The opening ceremony was attended by Zhan’s son Zhan Chien-wei (詹前衛); Deputy Speaker of Legislative Yuan Tsai Chi-chang (蔡其昌), who is Zhan’s grandson; renowned poet Li Min-yung (李敏勇); Hakka Contribution Award laureate Li Qiao (李喬); and Principal of Aletheia University (真理大學) Chen Chi-ming (陳奇銘).

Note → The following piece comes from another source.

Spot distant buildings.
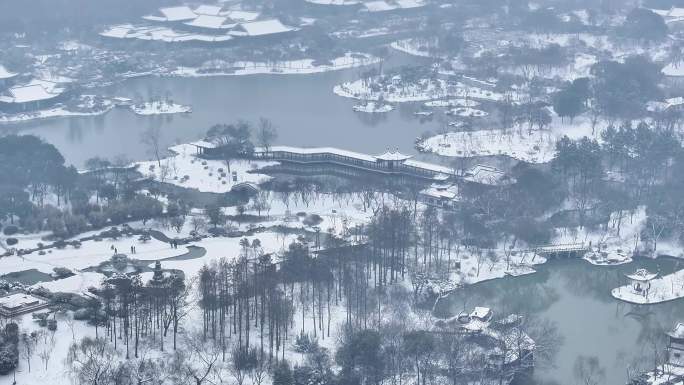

To express his gratitude for the generosity of Zhan’s family, Hakka Affairs Council Minister Lee Yung-de presented an appreciation certificate to those in attendance, noting that literature is an indispensable part of Hakka culture. On Taiwan Romantic Route 3, former residences of literary luminaries including Taoyuan’s Chung Chao-cheng (鍾肇政), Hsinchu’s Wu Zhuo-liu (吳濁流) and Long Ying-zong (龍瑛宗), and Miaoli’s Li Qiao (李喬) and Zhan Bing have become important cultural assets for future generations to explore Hakka literary heritage, added Lee.

The exhibition on Zhan’s items will also take place on a later date at Miaoli’s Zhan Bing Literary Museum (詹冰故事文學館), which is not only a historic site but also a stronghold for the Raoping-accented (饒平) Hakka language.

Born at Miaoli’s Zhuolan Township in 1921, Zhan developed his enthusiasm for literature at a young age. Receiving his education in the era of Japanese rule, Zhan started to write Japanese poems when he was a high school student. At his father’s insistence, Zhan went to Japan to study pharmacy instead of literature in 1942. However, he refused to give up his love of words and continued to write and publish more poems.

Zhan came back to Taiwan and was faced with a big challenge when Japanese rule ended after World War II he was unable to write Japanese verses in Mandarin-speaking society under a new regime. Zhan ultimately decided to learn Mandarin because his dedication to poetry drove him to surmount the limitations of language. He kept creating literary works until he passed away in 2004. Zhan’s creative imagination and lifelong passion embodied by his poems are precious treasures in the Hakka literary trove.